I find it a little tricky to review detective games in particular, and not just because I'm actually bad at my job. In a sense, detective games at their finest let you believe that you're actually more clever than you are. They lay out a trail of clues and see how well you follow those to the solution. If a game does this well, you as a player get to feel like you unspooled the tapestry by your own wits - and if a game does this poorly, you feel like you're being pulled by the nose through an obvious series of investigatory milestones.

The Forgotten City is a damn good detective game, great even. It's an intricately designed clockwork puzzle that stands among the genre's best titles.

The titular city itself is stuck in both time and place. You come across it at the bottom of a ravine, which is itself at the bottom of a cave, and soon it's going to die. The only law that's followed here is the golden rule - any sin commited by anybody for any reason will lead to everybody's immediate destruction. One of the small group of inhabitants is going to doom them all, but you can save them. You can go back in time to the start of the same fateful day, each time with more knowledge to help you unfurl the city's many secrets.

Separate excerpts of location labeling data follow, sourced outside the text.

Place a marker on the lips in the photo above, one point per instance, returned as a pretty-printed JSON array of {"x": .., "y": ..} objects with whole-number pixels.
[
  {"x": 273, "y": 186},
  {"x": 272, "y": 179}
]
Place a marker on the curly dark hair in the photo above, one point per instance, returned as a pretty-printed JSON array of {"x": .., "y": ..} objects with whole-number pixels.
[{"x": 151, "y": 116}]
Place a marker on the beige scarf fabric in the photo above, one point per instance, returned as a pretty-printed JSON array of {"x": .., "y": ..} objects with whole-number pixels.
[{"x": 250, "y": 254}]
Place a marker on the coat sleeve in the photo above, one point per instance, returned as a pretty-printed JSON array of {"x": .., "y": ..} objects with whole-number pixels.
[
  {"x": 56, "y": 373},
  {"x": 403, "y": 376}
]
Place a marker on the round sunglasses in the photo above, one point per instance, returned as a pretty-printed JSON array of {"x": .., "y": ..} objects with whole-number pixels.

So begins the first of many loops. You don't want me to say more because learning the intricacies of this city and its well-drawn characters is essentially the entire game. Each thread you start to pull on in your quest to unravel the mystery leads you to another, and then another still. Everything and everybody is connected here, and it's impossible not to lose yourself in the rabbit hole of learning about each inhabitant's stories and goals.

The investigation requires you to not just get to know people, but to understand and exploit the rules of the city. Sometimes the total destruction of everything around you can actually work out in your favour. It's also refreshing to have such freedom in how to approach most of the game's mysteries. Impressively, the game manages to feel open-ended and non-linear while never really being overwhelmingly loose.

As soon as I expected that I had wrapped my mind around The Forgotten City, it kept throwing me through another (time) loop. Even the ending, a bit over-the-top as it gets, felt deserved and satisfying. It was what I wanted, after so much death and pain, and I felt like be I earned it.